Thursday, May 6, 2010

Air France A330-200 F-GZCP lands at Paris-Charles de Gaulle Airport on March 28, 2007. The aircraft was destroyed in Air France Flight 447 when the plane hit and crashed in the Atlantic Ocean, killing all 228 people on board.
Image: Pawel Kierzkowski.

The flight data recorder and cockpit voice recorder, or "black boxes", from an Air France plane that crashed on June 1 last year in the Atlantic Ocean, have been localized to within about 2 square miles (5 square kilometers), a French official said on Thursday.

The French government and military officials have urged caution, saying there is no guarantee the flight recorders will be found. French navy spokesman Hugues du Plessis d'Argentre commented to AFP, "[I]t's like trying to find a shoe box in an area the size of Paris, at a depth of 3,000m (9,800ft) and in a terrain as rugged as the Alps."
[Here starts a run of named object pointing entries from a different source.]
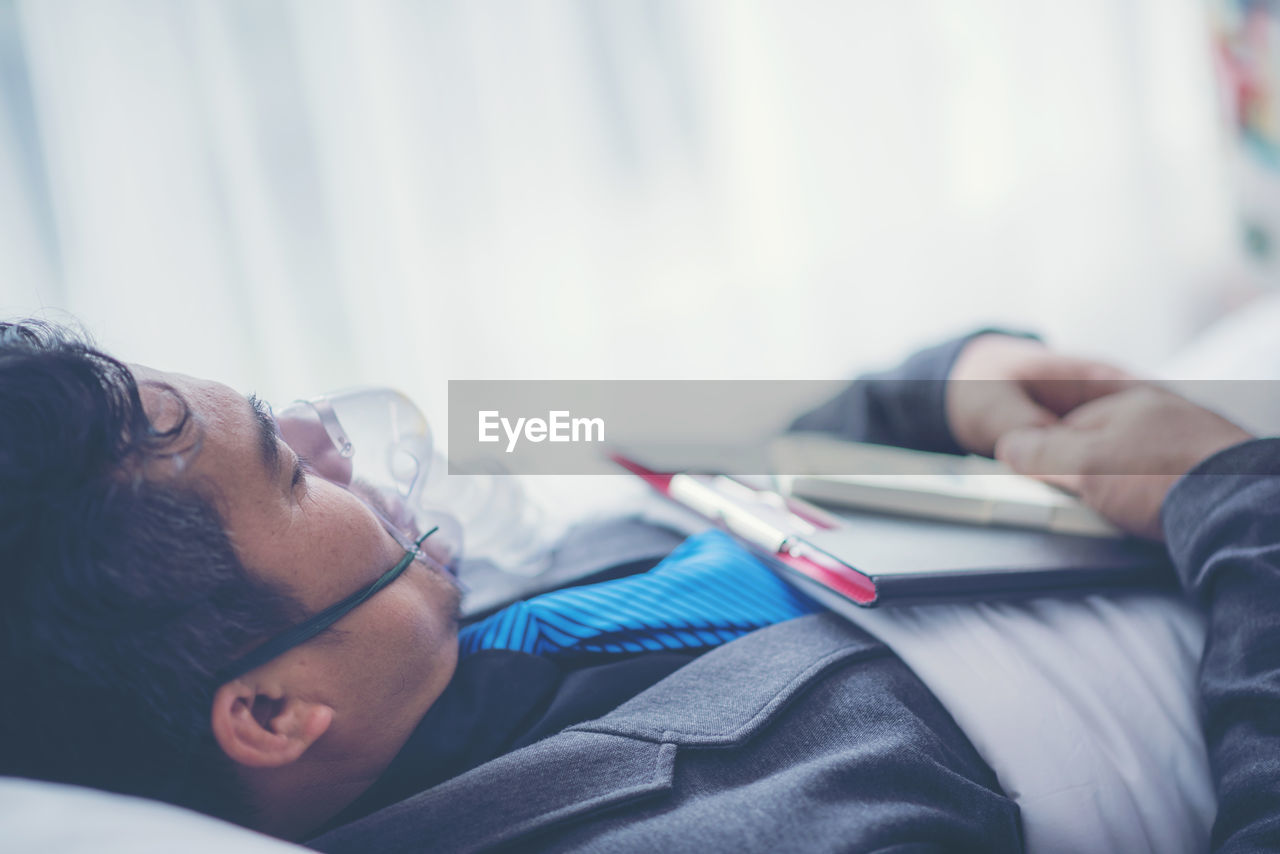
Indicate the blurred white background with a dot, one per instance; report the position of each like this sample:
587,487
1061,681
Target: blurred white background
301,195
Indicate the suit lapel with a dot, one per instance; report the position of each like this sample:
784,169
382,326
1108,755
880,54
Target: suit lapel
718,699
558,779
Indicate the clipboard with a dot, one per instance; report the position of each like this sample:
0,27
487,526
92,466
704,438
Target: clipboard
867,560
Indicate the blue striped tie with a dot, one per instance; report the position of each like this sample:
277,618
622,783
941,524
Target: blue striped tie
705,593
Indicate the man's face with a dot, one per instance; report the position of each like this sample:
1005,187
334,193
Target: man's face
385,662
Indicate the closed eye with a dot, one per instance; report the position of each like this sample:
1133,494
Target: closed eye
300,471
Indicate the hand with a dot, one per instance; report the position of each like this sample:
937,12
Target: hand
1001,383
1121,453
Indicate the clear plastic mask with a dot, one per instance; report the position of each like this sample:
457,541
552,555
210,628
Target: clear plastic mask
376,443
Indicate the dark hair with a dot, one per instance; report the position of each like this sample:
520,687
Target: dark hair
120,596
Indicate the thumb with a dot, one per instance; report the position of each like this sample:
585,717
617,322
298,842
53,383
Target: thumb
1048,453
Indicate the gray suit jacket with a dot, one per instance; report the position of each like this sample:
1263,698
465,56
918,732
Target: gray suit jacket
809,735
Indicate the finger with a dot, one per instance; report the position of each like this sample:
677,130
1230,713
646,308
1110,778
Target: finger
1013,412
1054,455
1064,384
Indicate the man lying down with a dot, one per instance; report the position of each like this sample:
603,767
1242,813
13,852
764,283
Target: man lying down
196,613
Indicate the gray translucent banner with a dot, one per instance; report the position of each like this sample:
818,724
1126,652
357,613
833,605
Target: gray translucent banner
743,427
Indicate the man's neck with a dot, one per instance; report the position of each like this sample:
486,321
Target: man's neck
296,800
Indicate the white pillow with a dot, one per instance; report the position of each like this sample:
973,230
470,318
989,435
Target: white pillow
53,818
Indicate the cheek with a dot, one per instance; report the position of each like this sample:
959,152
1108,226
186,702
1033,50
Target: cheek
410,636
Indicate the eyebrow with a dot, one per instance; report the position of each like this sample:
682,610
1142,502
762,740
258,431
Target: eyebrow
266,435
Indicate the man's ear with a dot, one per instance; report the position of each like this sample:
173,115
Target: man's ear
265,727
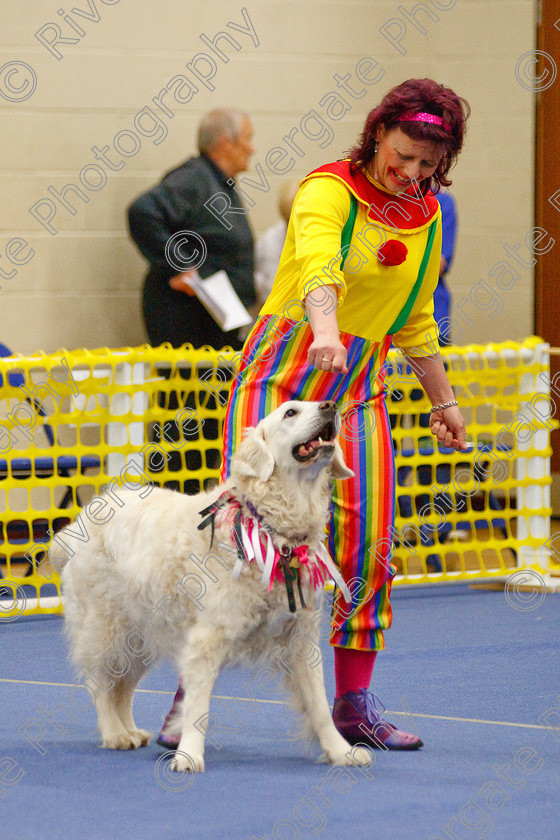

The aircraft, an Airbus A330-200, carrying 216 passengers and 12 crew members, for a total of 228 people on board, crashed in the Atlantic Ocean after flying in bad weather. The pitot tubes, which measure airspeed, are considered likely to have been a contributing factor to the crash. However, the actual cause has yet to be determined.

The search is now in its third phase, which started on March 30 – April 1, 2010 and was originally announced to last 30 days. However, on May 4, the search was extended to May 25.